By all accounts DIY retailer, Kingfisher (LON:KGF) has had a good pandemic. The full year results show that sales increased around 7% to £12.43 billion with profits before tax up 44% from £544 million last year to £786 million.
The UK – which has 1023 out of 1390 stores overall – accounted for 46% of total sales through Kingfisher’s B&Q, Screwfix and Tradepoint stores, and in France, Castorama and Brico Dépôt accounted for 35% of total sales. The firm also announced it is resuming dividend payments with a proposed total dividend per share of 8.25p.
Not surprisingly, the share price rose to 324 on the good news. But in truth the share price had been rising steadily since the beginning of March, from around 266 to 325 at time of writing.
It is not just a case of Kingfisher getting lucky on the back of a pandemic-fuelled DIY craze though. More likely, it is down to a new strategy implemented in June 2020 and still ongoing. Under the leadership of CEO Thierry Garnier who joined in September 2019, the firm is fixing issues from previous years and is transforming the way it does business.
Improving every aspect of the business
Garnier – a Carrefour veteran of 22 years, the last five of which he was in China as CEO of Carrefour Asia – and his team are essentially future-proofing Kingfisher, introducing a raft of new initiatives throughout their European stores. They have ramped up their e-commerce offering while still keeping stores central to the business.
Thanks to Covid-19 and the fact that they had to accelerate some of the programmes, e-commerce has been a major growth area for Kingfisher. They have reported around 10 million new online customers – a recent Kingfisher survey found that during the Covid crisis, 18-34 year olds carried out more home improvement than any other age group. As a result, sales were up 158% last year, which means that they are now 18% of total group sales compared to 8% of total group sales in 2019. Of this, click & collect sales were up 226% and now account for 78% of group e-commerce sales.

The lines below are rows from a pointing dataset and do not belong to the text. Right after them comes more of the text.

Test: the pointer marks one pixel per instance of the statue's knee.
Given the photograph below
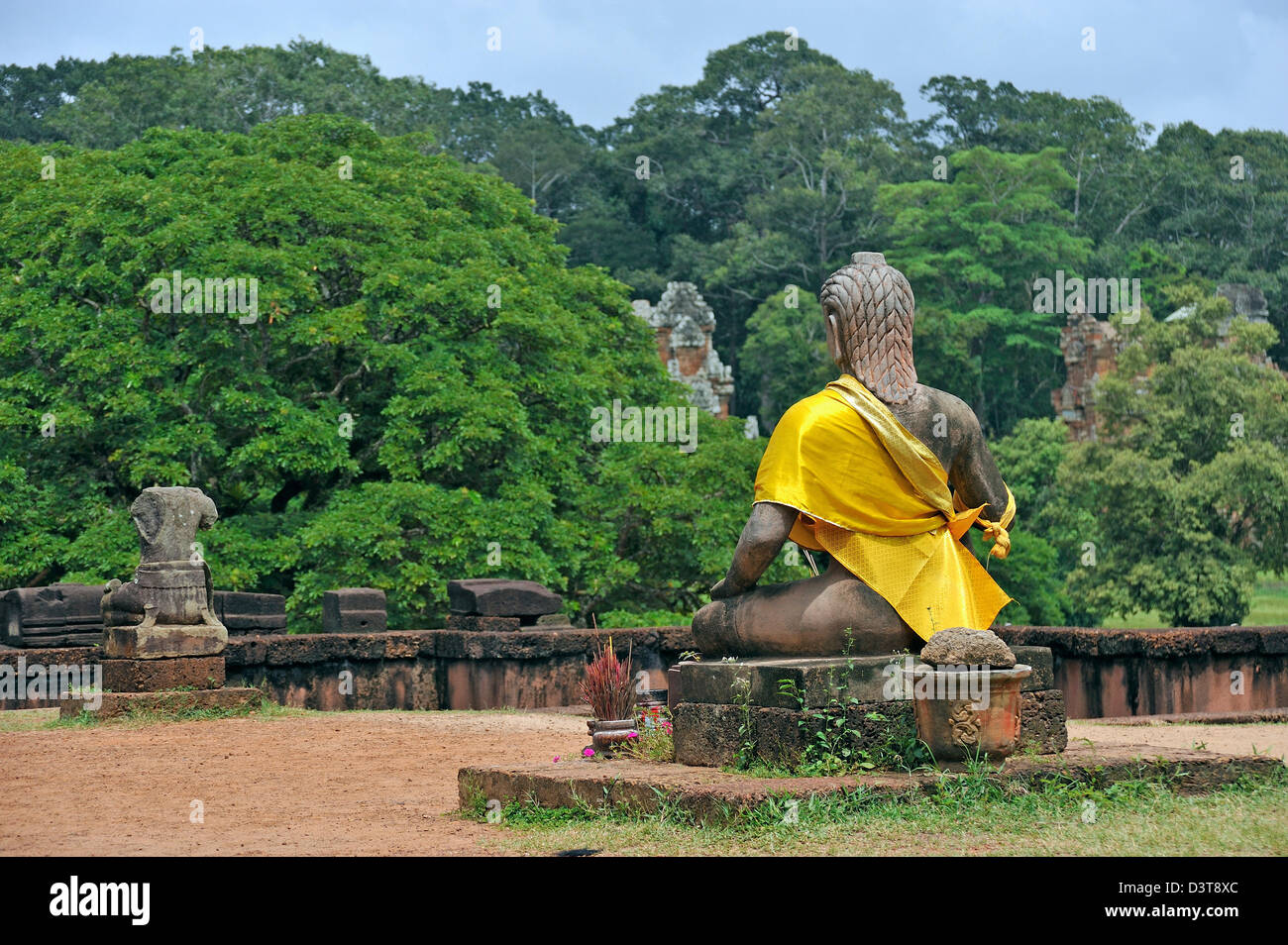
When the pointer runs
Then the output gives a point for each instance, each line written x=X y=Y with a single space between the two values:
x=712 y=627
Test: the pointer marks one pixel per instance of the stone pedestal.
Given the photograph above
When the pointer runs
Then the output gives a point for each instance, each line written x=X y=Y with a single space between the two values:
x=355 y=610
x=153 y=675
x=772 y=703
x=161 y=641
x=526 y=600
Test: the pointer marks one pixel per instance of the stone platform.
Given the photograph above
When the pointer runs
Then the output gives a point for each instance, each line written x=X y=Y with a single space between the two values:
x=721 y=707
x=713 y=794
x=183 y=700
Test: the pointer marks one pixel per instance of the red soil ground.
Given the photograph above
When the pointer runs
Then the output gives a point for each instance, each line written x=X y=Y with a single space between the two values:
x=352 y=783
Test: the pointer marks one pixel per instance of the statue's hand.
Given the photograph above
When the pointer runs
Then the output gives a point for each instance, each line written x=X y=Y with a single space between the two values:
x=722 y=588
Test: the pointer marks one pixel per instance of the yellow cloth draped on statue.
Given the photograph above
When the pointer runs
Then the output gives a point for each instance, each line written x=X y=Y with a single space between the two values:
x=874 y=496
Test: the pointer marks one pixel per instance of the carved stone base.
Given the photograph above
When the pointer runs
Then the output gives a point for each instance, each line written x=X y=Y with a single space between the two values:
x=160 y=641
x=724 y=709
x=153 y=675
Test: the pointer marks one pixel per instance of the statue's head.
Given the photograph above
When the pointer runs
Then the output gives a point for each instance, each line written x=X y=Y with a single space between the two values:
x=868 y=309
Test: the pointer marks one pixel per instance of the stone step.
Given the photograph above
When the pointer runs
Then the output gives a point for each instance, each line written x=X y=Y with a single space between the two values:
x=819 y=682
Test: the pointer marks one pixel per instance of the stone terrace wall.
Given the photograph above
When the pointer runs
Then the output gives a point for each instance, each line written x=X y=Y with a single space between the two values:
x=1102 y=673
x=442 y=669
x=1145 y=673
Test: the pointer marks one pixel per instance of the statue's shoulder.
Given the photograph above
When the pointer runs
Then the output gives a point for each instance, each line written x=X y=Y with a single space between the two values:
x=935 y=403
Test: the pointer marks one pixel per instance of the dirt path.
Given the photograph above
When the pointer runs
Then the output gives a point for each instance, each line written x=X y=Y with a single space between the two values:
x=1234 y=739
x=380 y=783
x=347 y=783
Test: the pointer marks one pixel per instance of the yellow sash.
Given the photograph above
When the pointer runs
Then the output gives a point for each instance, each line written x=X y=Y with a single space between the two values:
x=874 y=496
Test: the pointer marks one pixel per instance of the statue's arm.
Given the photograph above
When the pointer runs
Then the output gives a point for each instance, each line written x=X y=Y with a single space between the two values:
x=761 y=538
x=974 y=472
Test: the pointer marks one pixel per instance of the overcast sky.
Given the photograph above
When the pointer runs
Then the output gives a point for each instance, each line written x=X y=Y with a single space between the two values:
x=1222 y=63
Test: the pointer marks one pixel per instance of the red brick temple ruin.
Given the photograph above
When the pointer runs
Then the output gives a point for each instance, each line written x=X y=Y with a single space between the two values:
x=684 y=322
x=1091 y=351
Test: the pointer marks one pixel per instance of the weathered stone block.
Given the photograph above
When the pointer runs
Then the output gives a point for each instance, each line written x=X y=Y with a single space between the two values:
x=155 y=675
x=252 y=613
x=501 y=597
x=355 y=610
x=162 y=641
x=823 y=680
x=62 y=614
x=477 y=623
x=712 y=735
x=1043 y=727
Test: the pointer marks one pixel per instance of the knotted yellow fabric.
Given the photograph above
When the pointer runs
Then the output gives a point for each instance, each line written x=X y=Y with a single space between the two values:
x=874 y=496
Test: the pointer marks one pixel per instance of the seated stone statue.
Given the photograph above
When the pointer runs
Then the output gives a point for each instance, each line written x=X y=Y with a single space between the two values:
x=884 y=473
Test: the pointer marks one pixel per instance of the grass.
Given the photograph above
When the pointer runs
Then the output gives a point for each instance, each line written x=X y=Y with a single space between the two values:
x=39 y=720
x=1269 y=608
x=971 y=816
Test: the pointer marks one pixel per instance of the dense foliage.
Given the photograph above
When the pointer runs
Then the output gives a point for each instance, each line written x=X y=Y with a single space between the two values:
x=468 y=424
x=380 y=422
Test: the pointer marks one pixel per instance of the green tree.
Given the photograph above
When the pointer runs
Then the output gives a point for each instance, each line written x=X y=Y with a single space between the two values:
x=416 y=386
x=973 y=248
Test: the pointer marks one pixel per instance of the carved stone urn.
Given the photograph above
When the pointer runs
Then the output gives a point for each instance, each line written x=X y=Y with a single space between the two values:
x=966 y=712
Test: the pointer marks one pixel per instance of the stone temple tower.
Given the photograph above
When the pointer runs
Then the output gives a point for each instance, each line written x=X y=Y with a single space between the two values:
x=684 y=322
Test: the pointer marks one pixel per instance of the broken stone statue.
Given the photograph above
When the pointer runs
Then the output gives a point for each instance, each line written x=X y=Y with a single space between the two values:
x=166 y=609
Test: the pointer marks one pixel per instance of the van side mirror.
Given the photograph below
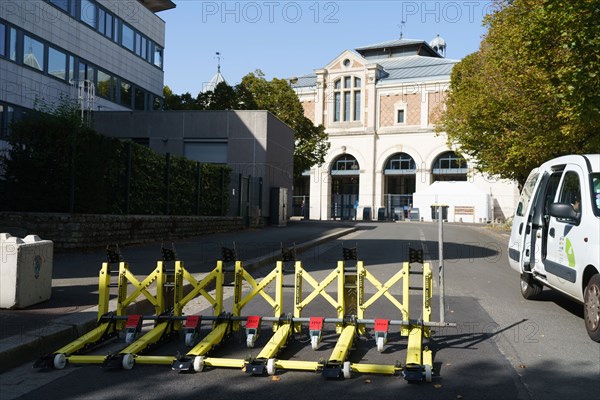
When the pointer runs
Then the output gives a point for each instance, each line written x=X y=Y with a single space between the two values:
x=564 y=211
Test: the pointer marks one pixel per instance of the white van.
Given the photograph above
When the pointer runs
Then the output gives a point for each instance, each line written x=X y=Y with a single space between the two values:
x=555 y=237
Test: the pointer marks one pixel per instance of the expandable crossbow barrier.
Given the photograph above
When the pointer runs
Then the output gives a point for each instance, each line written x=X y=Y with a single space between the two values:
x=164 y=289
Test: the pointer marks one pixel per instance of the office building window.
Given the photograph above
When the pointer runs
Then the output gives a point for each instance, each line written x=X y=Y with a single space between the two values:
x=128 y=38
x=125 y=98
x=400 y=116
x=57 y=63
x=62 y=4
x=88 y=13
x=347 y=99
x=140 y=99
x=12 y=46
x=71 y=68
x=158 y=56
x=116 y=30
x=105 y=87
x=108 y=22
x=2 y=40
x=33 y=53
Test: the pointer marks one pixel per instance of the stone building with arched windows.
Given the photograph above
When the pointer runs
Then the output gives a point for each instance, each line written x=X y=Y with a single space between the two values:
x=379 y=105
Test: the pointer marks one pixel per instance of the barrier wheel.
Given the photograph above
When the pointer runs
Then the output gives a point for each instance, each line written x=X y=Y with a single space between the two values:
x=271 y=368
x=190 y=339
x=130 y=337
x=314 y=342
x=199 y=363
x=128 y=361
x=380 y=343
x=428 y=373
x=346 y=370
x=250 y=341
x=60 y=361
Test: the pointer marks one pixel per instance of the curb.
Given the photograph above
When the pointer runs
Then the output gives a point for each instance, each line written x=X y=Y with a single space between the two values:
x=16 y=350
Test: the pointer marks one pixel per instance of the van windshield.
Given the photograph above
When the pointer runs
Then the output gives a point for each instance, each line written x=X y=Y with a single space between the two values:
x=595 y=182
x=526 y=193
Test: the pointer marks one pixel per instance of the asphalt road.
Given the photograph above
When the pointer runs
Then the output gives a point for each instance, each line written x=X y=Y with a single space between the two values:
x=503 y=347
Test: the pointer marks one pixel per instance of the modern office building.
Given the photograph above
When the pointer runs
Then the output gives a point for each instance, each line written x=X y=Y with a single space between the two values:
x=380 y=104
x=107 y=55
x=253 y=144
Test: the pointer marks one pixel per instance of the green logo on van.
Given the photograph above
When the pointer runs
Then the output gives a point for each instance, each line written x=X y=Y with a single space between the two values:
x=570 y=253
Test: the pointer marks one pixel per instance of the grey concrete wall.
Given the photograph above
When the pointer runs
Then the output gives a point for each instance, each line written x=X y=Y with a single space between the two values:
x=87 y=231
x=258 y=143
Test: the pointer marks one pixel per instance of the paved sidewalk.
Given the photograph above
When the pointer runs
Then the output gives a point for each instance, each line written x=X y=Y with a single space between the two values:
x=40 y=329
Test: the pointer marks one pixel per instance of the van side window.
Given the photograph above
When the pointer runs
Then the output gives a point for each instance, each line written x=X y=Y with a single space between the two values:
x=571 y=190
x=551 y=190
x=526 y=194
x=595 y=181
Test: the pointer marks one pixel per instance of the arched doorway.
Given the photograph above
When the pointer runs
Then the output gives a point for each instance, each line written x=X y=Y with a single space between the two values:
x=399 y=183
x=449 y=166
x=345 y=173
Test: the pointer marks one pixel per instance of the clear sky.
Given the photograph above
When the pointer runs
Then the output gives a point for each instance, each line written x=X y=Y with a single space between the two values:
x=292 y=38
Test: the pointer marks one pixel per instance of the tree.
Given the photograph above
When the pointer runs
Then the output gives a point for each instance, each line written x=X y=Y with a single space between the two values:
x=532 y=91
x=278 y=97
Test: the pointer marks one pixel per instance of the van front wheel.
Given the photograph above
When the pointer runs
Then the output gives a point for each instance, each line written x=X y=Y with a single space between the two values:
x=591 y=308
x=530 y=288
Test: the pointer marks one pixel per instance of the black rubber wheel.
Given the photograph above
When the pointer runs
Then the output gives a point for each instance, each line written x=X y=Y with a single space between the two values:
x=530 y=288
x=591 y=308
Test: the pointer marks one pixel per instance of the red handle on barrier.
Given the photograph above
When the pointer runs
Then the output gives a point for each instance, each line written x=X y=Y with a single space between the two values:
x=192 y=321
x=381 y=325
x=316 y=323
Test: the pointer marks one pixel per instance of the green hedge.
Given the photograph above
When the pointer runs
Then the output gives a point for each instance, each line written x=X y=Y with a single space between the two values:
x=111 y=176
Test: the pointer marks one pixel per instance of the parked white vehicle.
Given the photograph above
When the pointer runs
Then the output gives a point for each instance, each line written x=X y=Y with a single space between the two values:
x=555 y=237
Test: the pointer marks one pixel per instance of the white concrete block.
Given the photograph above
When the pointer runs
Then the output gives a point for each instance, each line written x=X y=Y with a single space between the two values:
x=25 y=270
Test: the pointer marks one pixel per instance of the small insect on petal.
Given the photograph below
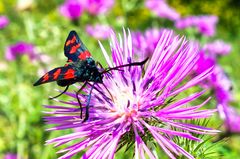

Kingfisher is trialling more compact stores and in-store concessions – for example, two B&Q store-in-store concessions within ASDA supermarkets. They are pushing their own exclusive brands (OEBs) which now account for 44% of total sales and are creating a mobile-first experience (around 60% of e-commerce transactions were from mobiles). And at the same time, Kingfisher are turning around the fortunes of their French stores. Upgrading digital capabilities and allowing more local autonomy are just two of the ‘Fix France’ initiatives.
Alongside this, the group has revved up its services side, not just focusing on website and customer satisfaction but bringing back services such as kitchen installations in B&Q and a 3D tool for kitchen and bathroom design. It has also been trialling new tool and equipment hire outlets within TradePoint.
Kingfisher has potential in the long-term
So far this new financial year, Kingfisher have had a good start, with strong reported demand in the UK and France. Since 1 February to 18 March 2021, group like-for-like sales are up 24.2%. And with greater cost and inventory reduction, the company has a stronger balance sheet too. Net leverage is now at 0.9 times compared to 2.0 times in January 2020 and as of 18 March the firm had over £2.2 billion in total liquidity. Kingfisher now has much to play for, but with Europe still in the grip of Covid and an uncertain economic outlook, this one might be best for the long-term.